É dito também que depois de
finalizar esta obra, Kazimir Maliévitch entrou num estado completamente
perturbador, durante uma semana, não comia, não bebia, nem dormia, pelo motivo
do pintor ter reflectido sobre a sua obra e acreditar que a representação dela
demonstrava algo do referente ou seja ele próprio apercebeu-se que algo não
estaria a fazer sentido, porque se a
ideologia do suprematismo implica a ação da eliminação da representação do
referente, o quadrado negro estaria assim a contrariar a sua própria vanguarda.
Vejamos que esta ideologia do suprematismo é
pouco provável de ser aplicável porque se analisarmos bem a própria questão de
representação implica a representação de alguma coisa, e isso implica a
existência de um referente, e representar qualquer coisa que seja mesmo sem ter
qualquer conexão a um referente concreto exige sempre de qualquer que seja a
forma um referente. E maior exemplo disso é a própria obra “Quadrado Negro”,
pois nem precisaremos de ir a fundo no seu significado simbológico, basta olhar a existência de duas cores e de duas formas, quer as cores quer as formas
transmitem algo quer seja sentimentos quer seja matéria, ou até mesmo o nada, e
isso automaticamente irá demonstrar um referente mesmo que não seja algo
objetivo á primeira vista.
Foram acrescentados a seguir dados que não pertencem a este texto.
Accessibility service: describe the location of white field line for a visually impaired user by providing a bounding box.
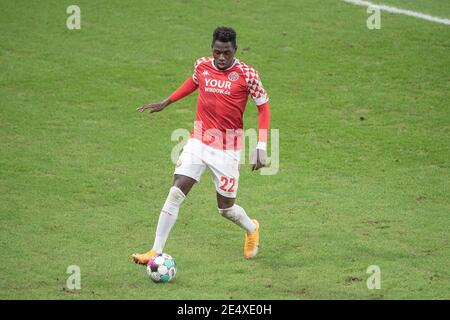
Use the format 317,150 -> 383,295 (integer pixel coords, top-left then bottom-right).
342,0 -> 450,25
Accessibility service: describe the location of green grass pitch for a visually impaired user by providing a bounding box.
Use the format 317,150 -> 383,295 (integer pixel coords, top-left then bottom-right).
0,0 -> 450,299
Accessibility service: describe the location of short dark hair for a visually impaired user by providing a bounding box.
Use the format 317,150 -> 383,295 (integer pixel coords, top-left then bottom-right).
211,27 -> 236,48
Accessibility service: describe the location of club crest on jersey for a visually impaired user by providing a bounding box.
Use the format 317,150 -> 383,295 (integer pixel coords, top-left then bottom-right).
228,71 -> 239,81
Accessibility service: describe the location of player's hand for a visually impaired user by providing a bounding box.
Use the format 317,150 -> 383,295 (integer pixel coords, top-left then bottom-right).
136,99 -> 170,113
250,149 -> 266,171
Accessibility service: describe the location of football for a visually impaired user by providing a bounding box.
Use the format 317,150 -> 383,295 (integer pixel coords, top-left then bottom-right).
147,253 -> 177,282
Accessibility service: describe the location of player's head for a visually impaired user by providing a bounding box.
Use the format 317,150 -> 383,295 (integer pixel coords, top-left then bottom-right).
211,27 -> 237,70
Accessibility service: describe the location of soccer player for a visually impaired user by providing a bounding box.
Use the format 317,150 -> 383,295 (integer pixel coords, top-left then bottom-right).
132,27 -> 270,265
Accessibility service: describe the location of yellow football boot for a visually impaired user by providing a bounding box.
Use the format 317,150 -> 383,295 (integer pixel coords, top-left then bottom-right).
131,250 -> 158,265
244,219 -> 259,259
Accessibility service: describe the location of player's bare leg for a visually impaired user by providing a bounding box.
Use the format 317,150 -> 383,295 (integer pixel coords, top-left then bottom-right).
131,174 -> 196,265
217,193 -> 259,259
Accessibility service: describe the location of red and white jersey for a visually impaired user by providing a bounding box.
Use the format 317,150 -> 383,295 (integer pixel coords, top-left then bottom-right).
192,57 -> 269,149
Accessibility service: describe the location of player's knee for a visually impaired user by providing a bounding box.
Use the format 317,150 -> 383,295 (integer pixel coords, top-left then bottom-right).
218,205 -> 239,222
167,186 -> 186,206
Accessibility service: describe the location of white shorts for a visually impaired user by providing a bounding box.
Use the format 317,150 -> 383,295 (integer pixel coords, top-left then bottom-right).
174,138 -> 241,198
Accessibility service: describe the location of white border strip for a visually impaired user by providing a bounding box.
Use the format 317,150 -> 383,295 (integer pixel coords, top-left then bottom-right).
342,0 -> 450,25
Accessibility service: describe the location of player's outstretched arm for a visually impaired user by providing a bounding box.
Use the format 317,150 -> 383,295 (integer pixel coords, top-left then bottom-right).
251,102 -> 270,171
136,77 -> 198,113
136,99 -> 172,113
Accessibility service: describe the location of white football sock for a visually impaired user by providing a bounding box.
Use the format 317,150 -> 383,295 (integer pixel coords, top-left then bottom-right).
219,204 -> 256,232
153,186 -> 186,253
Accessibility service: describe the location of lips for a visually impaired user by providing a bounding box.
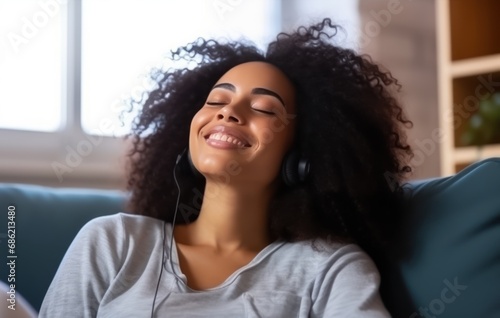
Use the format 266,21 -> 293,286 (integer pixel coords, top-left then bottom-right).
204,126 -> 251,148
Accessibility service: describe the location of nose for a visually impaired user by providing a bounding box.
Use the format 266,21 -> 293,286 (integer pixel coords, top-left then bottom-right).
217,104 -> 244,124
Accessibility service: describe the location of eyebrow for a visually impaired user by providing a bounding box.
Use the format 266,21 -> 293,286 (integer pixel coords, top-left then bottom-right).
212,83 -> 285,107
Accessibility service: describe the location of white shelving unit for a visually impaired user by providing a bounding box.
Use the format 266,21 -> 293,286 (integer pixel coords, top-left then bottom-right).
435,0 -> 500,175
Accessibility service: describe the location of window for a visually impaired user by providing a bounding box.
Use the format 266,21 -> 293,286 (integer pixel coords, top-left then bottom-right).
0,0 -> 357,187
0,0 -> 64,132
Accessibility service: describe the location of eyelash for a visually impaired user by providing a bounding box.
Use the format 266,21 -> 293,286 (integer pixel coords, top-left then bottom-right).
206,101 -> 276,115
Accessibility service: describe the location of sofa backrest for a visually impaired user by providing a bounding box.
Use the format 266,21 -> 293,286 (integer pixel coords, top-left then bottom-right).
0,184 -> 126,311
0,158 -> 500,318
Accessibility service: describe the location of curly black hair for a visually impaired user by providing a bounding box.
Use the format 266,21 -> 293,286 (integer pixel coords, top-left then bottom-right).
128,19 -> 412,258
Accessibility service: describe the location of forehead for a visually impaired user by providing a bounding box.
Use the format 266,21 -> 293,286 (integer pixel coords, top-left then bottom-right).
216,62 -> 295,106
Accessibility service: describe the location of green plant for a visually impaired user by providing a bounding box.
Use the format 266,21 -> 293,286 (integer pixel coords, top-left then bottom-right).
460,92 -> 500,146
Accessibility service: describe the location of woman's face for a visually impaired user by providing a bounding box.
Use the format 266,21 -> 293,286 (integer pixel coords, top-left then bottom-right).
189,62 -> 296,186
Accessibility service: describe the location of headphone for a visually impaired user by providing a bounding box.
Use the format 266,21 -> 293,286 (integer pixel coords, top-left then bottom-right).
151,148 -> 310,318
176,148 -> 310,188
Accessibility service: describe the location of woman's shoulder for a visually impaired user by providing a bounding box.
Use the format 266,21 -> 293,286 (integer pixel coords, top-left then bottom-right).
79,212 -> 165,240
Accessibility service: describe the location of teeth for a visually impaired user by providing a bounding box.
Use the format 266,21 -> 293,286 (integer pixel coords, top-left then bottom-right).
208,133 -> 245,148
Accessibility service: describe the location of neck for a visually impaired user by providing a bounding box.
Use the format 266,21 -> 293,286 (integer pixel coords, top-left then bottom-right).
179,180 -> 273,252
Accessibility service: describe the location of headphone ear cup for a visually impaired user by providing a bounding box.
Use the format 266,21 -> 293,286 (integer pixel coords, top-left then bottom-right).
281,151 -> 309,187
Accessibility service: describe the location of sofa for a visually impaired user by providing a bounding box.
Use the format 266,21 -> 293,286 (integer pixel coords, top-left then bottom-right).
0,158 -> 500,318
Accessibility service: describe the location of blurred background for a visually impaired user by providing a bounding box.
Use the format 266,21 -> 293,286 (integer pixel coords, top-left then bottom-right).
0,0 -> 500,188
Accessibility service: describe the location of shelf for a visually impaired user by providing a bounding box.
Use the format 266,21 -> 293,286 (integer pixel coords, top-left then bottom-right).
454,144 -> 500,164
450,0 -> 500,61
450,54 -> 500,77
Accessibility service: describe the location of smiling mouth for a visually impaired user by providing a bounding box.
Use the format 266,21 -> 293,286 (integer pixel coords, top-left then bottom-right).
205,132 -> 250,148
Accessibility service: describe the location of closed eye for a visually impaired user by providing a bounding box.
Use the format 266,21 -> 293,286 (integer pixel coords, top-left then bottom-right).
252,108 -> 276,115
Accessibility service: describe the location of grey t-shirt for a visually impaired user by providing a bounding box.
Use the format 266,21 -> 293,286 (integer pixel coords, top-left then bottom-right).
40,213 -> 390,318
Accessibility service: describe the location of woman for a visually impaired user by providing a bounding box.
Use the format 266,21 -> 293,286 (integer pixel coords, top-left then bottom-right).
41,19 -> 411,317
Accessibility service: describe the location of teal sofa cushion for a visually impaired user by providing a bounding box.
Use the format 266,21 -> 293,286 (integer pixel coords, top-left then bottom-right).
0,184 -> 126,311
401,158 -> 500,318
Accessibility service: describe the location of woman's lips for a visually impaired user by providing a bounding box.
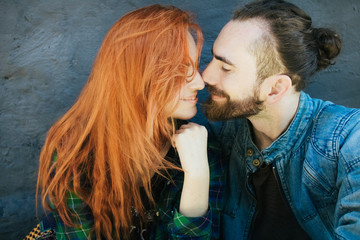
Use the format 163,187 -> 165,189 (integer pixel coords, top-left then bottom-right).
211,94 -> 226,101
Refiro também a parte da ideia de não ligar os sentimentos
expressados á origem desses, bem que se pode tentar mas a origem será eles
próprios em questão, não existe uma separação propriamente dita entre os
sentimentos e a origem deles, pois sentir remete a algo, e expressar
sentimentos implica algo e esse algo está sempre ligado aos sentimentos quer
queiramos ou não, são um só, pois aí é que eles surgem sem isso não sentimos,
pois é impossível desligar nos da suposta dita origem, se queremos expressar
sentimentos inevitavelmente o nosso psicológico vai se agarrar aquilo que fez
sentir para poder expor para fora, e representar assim a expressão dos
sentimentos.
Assim nesta perspetiva sob referências incertas pode
se ver que a grande obra “Quadrado Negro” que foi o marco da vanguarda do
suprematismo vai contrariar de certa forma a ideologia sob qual foi criada.
As verdades nunca são verdades absolutas e as mentiras nunca saberão ser mentiras totais, se cada um tem uma realidade própria as perspetivas modificarão a ordem das coisas. Seguimos referências alienados das possibilidades de verdades existentes, convictos que serão reais. Nesta realidade em que me encontro tenho por certo uma certeza que só Maliévitch sabia a verdade que existiu por de trás do quadrado negro sobre o quadrado branco, por mais verdades que se falem só a verdade do pintor será a mais real e próxima da pureza que ele tentou até ao fim expressar, e talvez seja o suprematismo a melhor forma de confirmar isso, a verdade idealizada de Maliévitch.